Nichi Vendola torna al centro del dibattito politico pugliese, a pochi mesi dalle regionali. L’ex presidente della Regione, candidato con Alleanza Verdi Sinistra, ha replicato con toni duri all’ipotesi della sua presunta incompatibilità al Consiglio regionale, legata al processo sull’ex Ilva.
“Un polverone interessato”
«Leggo con stupore su un giornale pugliese — ha dichiarato Vendola — la notizia della mia presunta incompatibilità al Consiglio regionale della mia regione. Poiché, a normativa vigente, non esiste alcun appiglio giuridico per porre la questione, allora vuol dire che c’è chi ha interesse (politico o lobbistico) ad alzare un polverone». E per spiegare la sua posizione, l’ex governatore ha rispolverato lo slogan della sua campagna del 2005: “Evidentemente, vent’anni dopo, continuo ad essere per certi ambienti di potere, di affari e di malaffare, un interlocutore inaffidabile: anzi, pericoloso”.
Il nodo giudiziario
Il caso nasce dal processo in corso a Potenza per il disastro ambientale dell’ex Ilva, dopo l’annullamento della prima sentenza di Taranto.
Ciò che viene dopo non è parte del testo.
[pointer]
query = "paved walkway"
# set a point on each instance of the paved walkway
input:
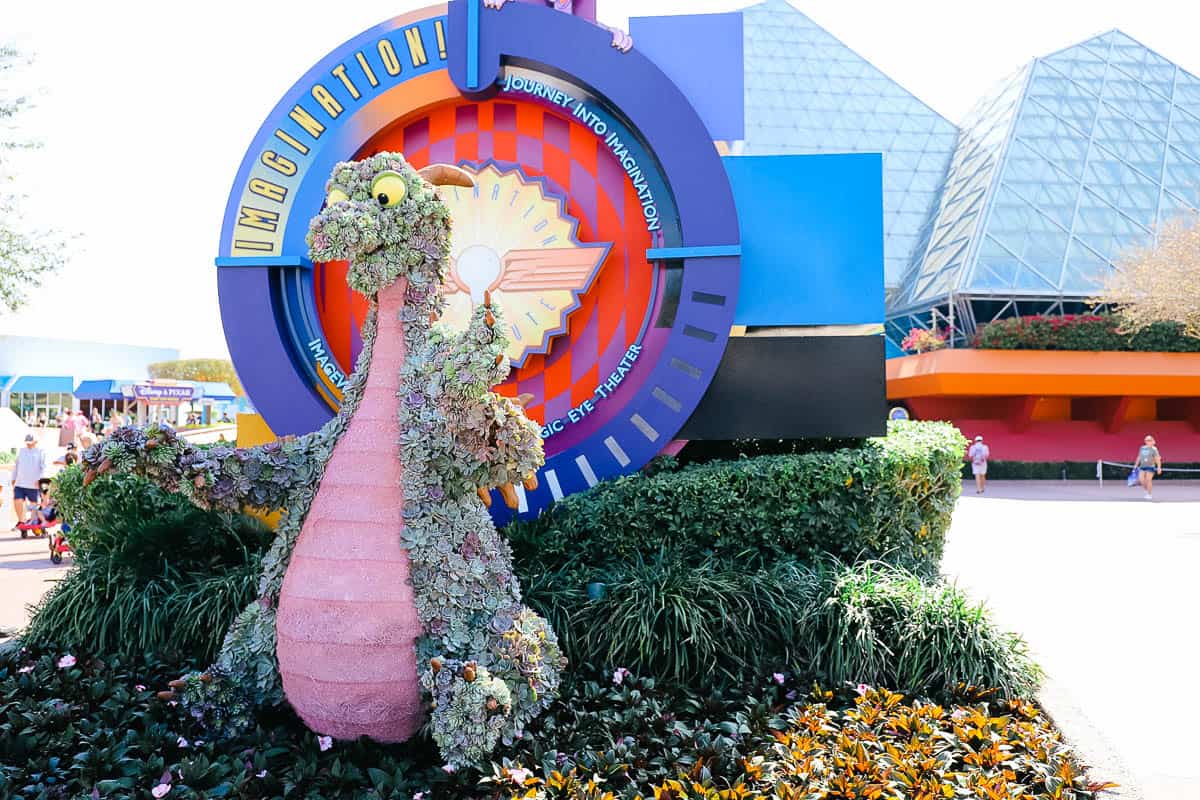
(1103, 585)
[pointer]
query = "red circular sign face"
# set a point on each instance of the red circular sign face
(555, 229)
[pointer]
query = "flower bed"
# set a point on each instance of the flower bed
(81, 727)
(1081, 332)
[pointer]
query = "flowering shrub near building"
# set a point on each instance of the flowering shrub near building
(921, 340)
(1081, 332)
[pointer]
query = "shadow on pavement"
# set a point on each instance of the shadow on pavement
(1084, 492)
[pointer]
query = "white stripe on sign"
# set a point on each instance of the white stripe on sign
(645, 427)
(586, 468)
(617, 452)
(556, 491)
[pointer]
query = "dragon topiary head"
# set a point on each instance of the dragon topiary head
(387, 220)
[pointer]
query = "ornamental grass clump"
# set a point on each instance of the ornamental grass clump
(719, 624)
(875, 624)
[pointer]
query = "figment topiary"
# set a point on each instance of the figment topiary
(387, 575)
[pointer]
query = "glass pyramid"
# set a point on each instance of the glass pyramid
(1074, 160)
(807, 92)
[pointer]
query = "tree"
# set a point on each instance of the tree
(215, 370)
(1159, 282)
(27, 256)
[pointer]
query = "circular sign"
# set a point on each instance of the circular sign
(579, 227)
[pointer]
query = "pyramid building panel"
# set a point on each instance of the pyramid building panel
(807, 92)
(1071, 163)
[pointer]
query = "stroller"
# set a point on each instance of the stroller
(47, 522)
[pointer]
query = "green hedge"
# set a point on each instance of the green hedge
(153, 575)
(1081, 332)
(717, 623)
(1074, 470)
(889, 499)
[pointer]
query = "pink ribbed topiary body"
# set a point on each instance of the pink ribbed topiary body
(347, 623)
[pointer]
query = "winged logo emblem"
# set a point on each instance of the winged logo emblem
(513, 240)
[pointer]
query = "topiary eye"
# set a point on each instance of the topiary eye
(389, 188)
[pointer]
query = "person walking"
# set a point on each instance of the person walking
(27, 471)
(66, 427)
(1149, 463)
(978, 455)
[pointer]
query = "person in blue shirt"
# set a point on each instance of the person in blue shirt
(27, 471)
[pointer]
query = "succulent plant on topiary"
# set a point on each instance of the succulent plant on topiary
(387, 575)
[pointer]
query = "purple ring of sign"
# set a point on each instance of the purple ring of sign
(256, 314)
(678, 140)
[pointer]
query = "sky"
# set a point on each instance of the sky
(145, 110)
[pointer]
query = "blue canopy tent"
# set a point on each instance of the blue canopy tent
(102, 396)
(41, 396)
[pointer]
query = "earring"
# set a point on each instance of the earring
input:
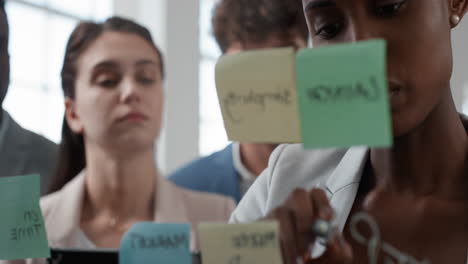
(455, 19)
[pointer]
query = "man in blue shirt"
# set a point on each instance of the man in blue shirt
(21, 151)
(241, 25)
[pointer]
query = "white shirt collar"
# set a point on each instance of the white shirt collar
(245, 174)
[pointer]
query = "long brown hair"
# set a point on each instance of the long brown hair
(72, 158)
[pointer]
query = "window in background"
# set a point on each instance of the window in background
(39, 30)
(212, 133)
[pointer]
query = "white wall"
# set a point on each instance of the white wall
(175, 28)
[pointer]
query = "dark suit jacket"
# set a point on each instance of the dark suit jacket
(24, 152)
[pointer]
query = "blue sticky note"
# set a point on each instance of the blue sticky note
(22, 231)
(161, 243)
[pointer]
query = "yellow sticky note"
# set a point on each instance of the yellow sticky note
(240, 243)
(257, 95)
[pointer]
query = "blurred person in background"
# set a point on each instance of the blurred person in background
(241, 25)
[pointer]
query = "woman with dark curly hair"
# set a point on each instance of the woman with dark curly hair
(416, 191)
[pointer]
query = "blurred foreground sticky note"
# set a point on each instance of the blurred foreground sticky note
(343, 97)
(22, 231)
(240, 243)
(257, 95)
(161, 243)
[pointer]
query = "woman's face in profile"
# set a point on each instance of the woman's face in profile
(118, 96)
(419, 55)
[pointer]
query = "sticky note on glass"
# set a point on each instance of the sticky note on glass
(240, 243)
(162, 243)
(22, 231)
(257, 95)
(343, 97)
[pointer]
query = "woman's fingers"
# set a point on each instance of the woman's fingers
(296, 219)
(303, 213)
(287, 234)
(338, 252)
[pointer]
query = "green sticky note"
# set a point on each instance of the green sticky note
(257, 95)
(240, 243)
(342, 95)
(22, 231)
(162, 243)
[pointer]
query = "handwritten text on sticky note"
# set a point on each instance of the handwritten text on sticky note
(257, 95)
(342, 93)
(162, 243)
(22, 231)
(240, 243)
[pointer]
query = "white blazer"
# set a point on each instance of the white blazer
(336, 171)
(62, 212)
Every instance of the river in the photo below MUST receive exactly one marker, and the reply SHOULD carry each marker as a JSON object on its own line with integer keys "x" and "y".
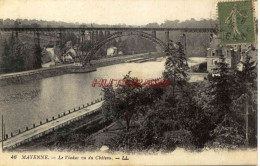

In quell’inchiesta la Regione Puglia si è costituita parte civile. In caso di condanna definitiva, la Regione potrebbe rivalersi sullo stesso Vendola per i danni subiti. Da qui l’ipotesi di incompatibilità con lo status di consigliere regionale, qualora eletto.
Come ricorda Repubblica Bari, la Puglia non ha una legge specifica sulle incompatibilità, per cui si applicano le norme nazionali: la legge 154 del 1981 sugli enti locali e, per Province e Comuni, l’articolo 63 del Testo unico del 2000. L’incompatibilità scatterebbe solo in caso di condanna definitiva, ma il dibattito politico si è acceso sulla possibilità che il tema venga sollevato anche prima.
Precedenti e veti politici
La vicenda si intreccia con le tensioni nel centrosinistra dopo il “doppio veto” posto da Antonio Decaro contro le candidature di Michele Emiliano e dello stesso Vendola. Veto poi rientrato, almeno per quest’ultimo, vista la disponibilità a dimettersi dall’assise prima della fine della legislatura.
Non mancano i precedenti: fu lo stesso Vendola, da governatore, a predisporre la costituzione di parte civile della Regione in casi giudiziari che coinvolgevano rappresentanti istituzionali, come lo scandalo sanità che vide imputati Alberto Tedesco e lo stesso Decaro. All’epoca l’Avvocatura regionale ricordò che, in mancanza di norme locali, restava applicabile la disciplina statale degli anni ’80 che prevede la decadenza dei consiglieri in lite giudiziaria con l’ente di appartenenza.
Un caso politico-giuridico aperto
L’ipotesi di incompatibilità, sollevata a poche settimane dall’inizio della campagna elettorale, si aggiunge al già complesso quadro politico del centrosinistra pugliese. Vendola, da parte sua, liquida la questione come un attacco politico: “Un polverone senza alcun fondamento giuridico”. Ma il caso, rilanciato da Repubblica Bari, promette di restare al centro dello scontro elettorale.